Question

How fast will an object with a mass of `15 kg` accelerate if a force of `72 N` is constantly applied to it?

Answer 1

The acceleration is `4.8 m/s^2`.

Explanation:

The formula that describes the relationship discussed in Newton's 2nd Law is

`F = m*a`.

To find acceleration when knowing force and mass, we need to do some algebra on the above formula.
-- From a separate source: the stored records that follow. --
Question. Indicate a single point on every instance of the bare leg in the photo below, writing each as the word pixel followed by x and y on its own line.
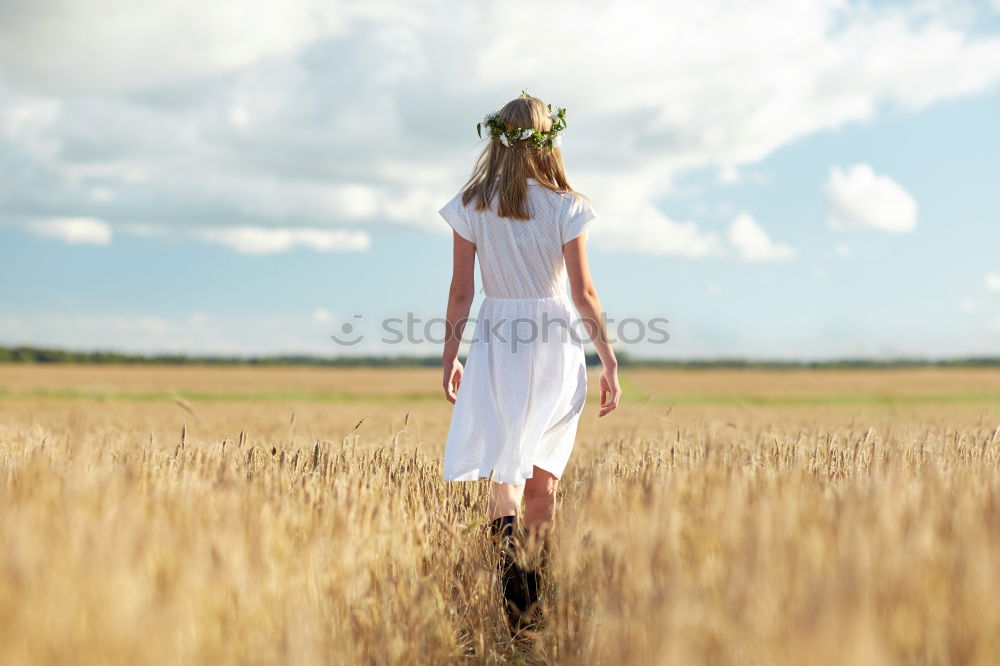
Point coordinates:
pixel 540 499
pixel 504 500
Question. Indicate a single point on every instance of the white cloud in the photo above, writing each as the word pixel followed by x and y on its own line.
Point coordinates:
pixel 729 175
pixel 649 231
pixel 858 197
pixel 752 242
pixel 262 240
pixel 75 230
pixel 261 131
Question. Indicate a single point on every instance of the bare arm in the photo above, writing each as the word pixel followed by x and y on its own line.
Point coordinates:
pixel 460 295
pixel 588 304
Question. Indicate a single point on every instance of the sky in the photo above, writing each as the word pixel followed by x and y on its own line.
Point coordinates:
pixel 773 180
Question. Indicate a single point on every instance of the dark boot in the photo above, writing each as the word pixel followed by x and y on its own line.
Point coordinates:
pixel 536 579
pixel 516 583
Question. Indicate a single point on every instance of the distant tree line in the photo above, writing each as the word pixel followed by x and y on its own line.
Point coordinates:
pixel 25 354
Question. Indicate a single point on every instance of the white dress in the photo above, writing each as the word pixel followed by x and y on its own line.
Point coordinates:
pixel 524 381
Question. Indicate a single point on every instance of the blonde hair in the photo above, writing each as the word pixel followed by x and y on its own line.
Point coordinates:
pixel 504 170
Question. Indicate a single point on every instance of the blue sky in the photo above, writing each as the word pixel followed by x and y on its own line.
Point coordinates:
pixel 788 180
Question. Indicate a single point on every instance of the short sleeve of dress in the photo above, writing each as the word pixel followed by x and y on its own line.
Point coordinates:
pixel 455 214
pixel 579 216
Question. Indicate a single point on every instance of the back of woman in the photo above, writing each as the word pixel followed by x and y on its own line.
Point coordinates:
pixel 523 258
pixel 519 397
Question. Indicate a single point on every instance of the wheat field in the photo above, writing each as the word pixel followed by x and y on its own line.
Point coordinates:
pixel 199 515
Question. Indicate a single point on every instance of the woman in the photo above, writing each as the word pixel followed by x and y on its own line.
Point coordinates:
pixel 519 398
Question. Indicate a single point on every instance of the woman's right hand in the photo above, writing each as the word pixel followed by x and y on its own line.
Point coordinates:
pixel 452 378
pixel 611 390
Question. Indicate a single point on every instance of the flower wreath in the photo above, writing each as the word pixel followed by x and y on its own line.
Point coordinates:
pixel 508 135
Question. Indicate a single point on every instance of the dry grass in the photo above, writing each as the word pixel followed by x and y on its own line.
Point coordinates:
pixel 840 532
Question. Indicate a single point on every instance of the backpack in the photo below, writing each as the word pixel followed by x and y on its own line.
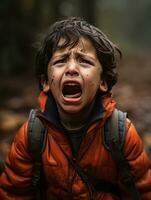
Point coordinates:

Divide both sides by m and cancel where possible.

`F/m = (cancel(m)*a)/cancel(m)`
So
`a = F/m`

If we plug your data into that equation and perform the indicated division, we find that

`a = F/m = (72 N)/(15 kg) = 4.8 N/(kg)`

The usual units for acceleration are `m/s^2`.
`N/(kg)` does not look so much like acceleration.
But, if we look at `F = m*a` we will see that 1 Newton, applied to a mass of 1 kg, will cause acceleration of 1 m/s^2. So the Newton is equivalent to `(kg*m)/s^2`. That combination of units was named the Newton to honor Isaac.

Therefore,

`a = F/m = 72 N/15 kg = 4.8 N/kg = 4.8 m/s^2`

I hope this helps,
Steve

Answer 2

`4.8 \ "m/s"^2`

Explanation:

We use Newton's second law of motion here, which states that

`F=ma`

where `m` is the mass of the object in kilograms, `a` is the acceleration of the object in `"m/s"^2`, and `F` is the force acting on the object in newtons.

We need to solve for acceleration, so we can rearrange the equation into

`a=F/m`

Now, plugging in the given values, we get

`a=(72 \ "N")/(15 \ "kg")`

`=4.8 \ "m/s"^2`

So, the object's velocity will keep increasing by `4.8 \ "m/s"` every second towards the direction of the force applied.